First of all ים המשפחה שמח  I am doing a Hebrew class for kids--trying to keep it really simple.  I was wondering if I can say אני בן. אני בת. etc, or does that look strange in Modern Hebrew?  Thanks


----------



## origumi

Yes you can. But with no additional context it's likely to be interpreted as I am a boy, I am a girl.


----------



## chefalu

origumi said:


> Yes you can. But with no additional context it's likely to be interpreted as I am a boy, I am a girl.


  What is the difference then, in the meaning אני ילד and אני בן? the nuance?  

In the lesson, I'm going to have the four members of the family together, so perhaps that will help in the context.  Ani abba.  Ani ima.  Ani ben. Ani bat.  

If the father's name is Avraham, is it okay in Modern Hebrew to have "Ani ben Avraham." ?

Thanks


----------



## arielipi

It's the same nuance as I'm boy and I'm a male kid.. son of isn't viewed positively anymore and considered alien.
I am the son of however is ok, as well as my father is.


----------



## origumi

chefalu said:


> In the lesson, I'm going to have the four members of the family together, so perhaps that will help in the context.  Ani abba.  Ani ima.  Ani ben. Ani bat.

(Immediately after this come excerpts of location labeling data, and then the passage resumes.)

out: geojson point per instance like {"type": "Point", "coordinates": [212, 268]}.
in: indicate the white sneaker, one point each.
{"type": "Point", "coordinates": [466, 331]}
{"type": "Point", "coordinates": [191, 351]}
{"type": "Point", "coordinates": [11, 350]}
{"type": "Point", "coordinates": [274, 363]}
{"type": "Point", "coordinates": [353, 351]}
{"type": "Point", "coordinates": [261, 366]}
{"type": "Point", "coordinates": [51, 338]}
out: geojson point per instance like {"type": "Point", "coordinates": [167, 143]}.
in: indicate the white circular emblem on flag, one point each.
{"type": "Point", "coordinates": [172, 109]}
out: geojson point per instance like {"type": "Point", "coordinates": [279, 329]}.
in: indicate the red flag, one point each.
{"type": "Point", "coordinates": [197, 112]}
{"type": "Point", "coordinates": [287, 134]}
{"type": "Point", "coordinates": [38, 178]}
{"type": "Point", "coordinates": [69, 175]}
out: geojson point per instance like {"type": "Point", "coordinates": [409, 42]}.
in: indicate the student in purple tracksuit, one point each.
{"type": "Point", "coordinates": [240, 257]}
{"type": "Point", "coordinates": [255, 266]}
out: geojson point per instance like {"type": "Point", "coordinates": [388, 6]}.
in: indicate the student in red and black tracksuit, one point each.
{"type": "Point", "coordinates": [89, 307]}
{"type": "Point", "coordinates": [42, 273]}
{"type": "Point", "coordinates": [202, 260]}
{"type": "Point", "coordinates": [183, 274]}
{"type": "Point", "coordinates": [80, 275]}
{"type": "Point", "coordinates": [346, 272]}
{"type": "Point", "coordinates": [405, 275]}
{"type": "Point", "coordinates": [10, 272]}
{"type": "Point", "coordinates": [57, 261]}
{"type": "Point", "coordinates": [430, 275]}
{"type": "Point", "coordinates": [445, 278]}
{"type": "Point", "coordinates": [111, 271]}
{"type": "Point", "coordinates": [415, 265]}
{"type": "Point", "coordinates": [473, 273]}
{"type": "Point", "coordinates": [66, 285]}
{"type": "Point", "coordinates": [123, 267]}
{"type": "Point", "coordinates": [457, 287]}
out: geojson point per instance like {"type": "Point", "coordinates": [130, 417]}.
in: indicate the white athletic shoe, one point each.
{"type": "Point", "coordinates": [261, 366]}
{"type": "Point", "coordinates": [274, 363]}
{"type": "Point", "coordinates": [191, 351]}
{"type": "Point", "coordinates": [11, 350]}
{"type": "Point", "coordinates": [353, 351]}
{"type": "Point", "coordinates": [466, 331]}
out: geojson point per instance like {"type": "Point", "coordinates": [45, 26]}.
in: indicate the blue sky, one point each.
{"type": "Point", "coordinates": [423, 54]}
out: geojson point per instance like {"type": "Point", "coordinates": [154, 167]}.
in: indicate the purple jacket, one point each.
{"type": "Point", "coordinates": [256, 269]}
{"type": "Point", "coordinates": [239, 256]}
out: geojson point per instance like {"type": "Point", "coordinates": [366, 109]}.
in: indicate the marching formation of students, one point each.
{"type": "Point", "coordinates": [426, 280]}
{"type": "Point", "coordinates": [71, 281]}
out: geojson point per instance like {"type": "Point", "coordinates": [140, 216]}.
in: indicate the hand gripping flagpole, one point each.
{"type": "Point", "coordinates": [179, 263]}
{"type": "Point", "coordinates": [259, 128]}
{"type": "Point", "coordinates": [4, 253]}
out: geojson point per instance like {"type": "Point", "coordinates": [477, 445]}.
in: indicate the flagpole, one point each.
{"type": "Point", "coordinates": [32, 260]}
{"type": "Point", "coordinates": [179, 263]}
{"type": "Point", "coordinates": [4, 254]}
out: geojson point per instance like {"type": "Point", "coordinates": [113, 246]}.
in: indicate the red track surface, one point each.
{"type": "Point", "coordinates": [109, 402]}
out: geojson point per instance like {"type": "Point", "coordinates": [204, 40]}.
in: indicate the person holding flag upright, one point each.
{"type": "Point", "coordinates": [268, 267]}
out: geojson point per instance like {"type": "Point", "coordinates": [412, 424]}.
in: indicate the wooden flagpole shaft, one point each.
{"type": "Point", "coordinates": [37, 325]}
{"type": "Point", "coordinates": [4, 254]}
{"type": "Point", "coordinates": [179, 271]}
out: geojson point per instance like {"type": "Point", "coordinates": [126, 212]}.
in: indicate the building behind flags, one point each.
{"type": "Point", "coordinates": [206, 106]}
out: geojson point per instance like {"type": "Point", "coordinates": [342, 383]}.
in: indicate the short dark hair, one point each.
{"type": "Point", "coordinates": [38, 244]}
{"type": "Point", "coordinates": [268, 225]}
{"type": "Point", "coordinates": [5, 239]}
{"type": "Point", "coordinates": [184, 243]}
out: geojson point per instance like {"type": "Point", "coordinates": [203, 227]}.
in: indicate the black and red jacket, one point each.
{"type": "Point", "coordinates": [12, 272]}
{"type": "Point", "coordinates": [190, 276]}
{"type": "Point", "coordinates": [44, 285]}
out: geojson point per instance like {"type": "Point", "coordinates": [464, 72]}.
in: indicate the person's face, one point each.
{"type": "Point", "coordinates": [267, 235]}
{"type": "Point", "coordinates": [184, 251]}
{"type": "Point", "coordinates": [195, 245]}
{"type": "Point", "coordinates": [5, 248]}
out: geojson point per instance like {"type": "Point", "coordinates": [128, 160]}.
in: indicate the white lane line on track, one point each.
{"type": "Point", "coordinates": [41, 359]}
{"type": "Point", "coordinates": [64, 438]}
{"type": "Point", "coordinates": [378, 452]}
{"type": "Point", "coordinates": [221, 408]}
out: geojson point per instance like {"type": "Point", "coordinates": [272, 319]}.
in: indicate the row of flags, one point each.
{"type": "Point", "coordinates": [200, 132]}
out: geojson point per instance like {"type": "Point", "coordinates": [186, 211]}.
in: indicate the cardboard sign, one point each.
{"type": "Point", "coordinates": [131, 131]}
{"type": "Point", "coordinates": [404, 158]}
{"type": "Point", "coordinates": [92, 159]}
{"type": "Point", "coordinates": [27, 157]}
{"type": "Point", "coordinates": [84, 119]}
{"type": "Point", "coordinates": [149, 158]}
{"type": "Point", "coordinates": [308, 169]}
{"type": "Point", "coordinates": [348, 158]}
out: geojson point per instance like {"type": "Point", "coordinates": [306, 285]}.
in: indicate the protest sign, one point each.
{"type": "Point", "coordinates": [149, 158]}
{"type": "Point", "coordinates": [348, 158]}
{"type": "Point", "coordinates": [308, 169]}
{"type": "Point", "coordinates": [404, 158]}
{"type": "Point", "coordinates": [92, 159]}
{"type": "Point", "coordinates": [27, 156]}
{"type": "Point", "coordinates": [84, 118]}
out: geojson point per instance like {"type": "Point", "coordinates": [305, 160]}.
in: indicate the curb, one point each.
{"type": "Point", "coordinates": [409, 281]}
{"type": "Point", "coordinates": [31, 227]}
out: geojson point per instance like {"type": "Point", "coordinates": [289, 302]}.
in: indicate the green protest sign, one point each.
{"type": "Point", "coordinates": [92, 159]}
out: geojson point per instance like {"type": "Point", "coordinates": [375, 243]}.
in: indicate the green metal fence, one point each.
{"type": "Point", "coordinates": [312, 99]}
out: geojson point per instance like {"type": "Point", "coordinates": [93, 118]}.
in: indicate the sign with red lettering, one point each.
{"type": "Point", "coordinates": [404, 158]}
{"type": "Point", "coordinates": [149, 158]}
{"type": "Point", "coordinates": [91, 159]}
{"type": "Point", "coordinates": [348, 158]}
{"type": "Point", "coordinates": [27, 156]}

Having the context (abba, imma) - it's perfectly OK.

In modern Hebrew the meaning of ben / bat was expanded to cover boy / girl, emphasizing the gender. So "ani ben" means "I am a male (vs. female) child".

Ani ben Avraham doesn't sound natural. Ani bno shel Avraham אני בנו של אברהם is better.


----------



## Drink

origumi said:


> Having the context (abba, imma) - it's perfectly OK.
> 
> In modern Hebrew the meaning of ben / bat was expanded to cover boy / girl, emphasizing the gender. So "ani ben" means "I am a male (vs. female) child".
> 
> Ani ben Avraham doesn't sound natural. Ani bno shel Avraham אני בנו של אברהם is better.



Wouldn't "הבן של" be better than "בנו של" in the context of a class for kids?


----------



## arielipi

That's what I said


----------



## origumi

For whatever it worth - Google finds 456,000 בנו של and only 363,000 הבן של.
Both are good, in written text and lecture/class the former is expected, in colloquial speech the latter.


----------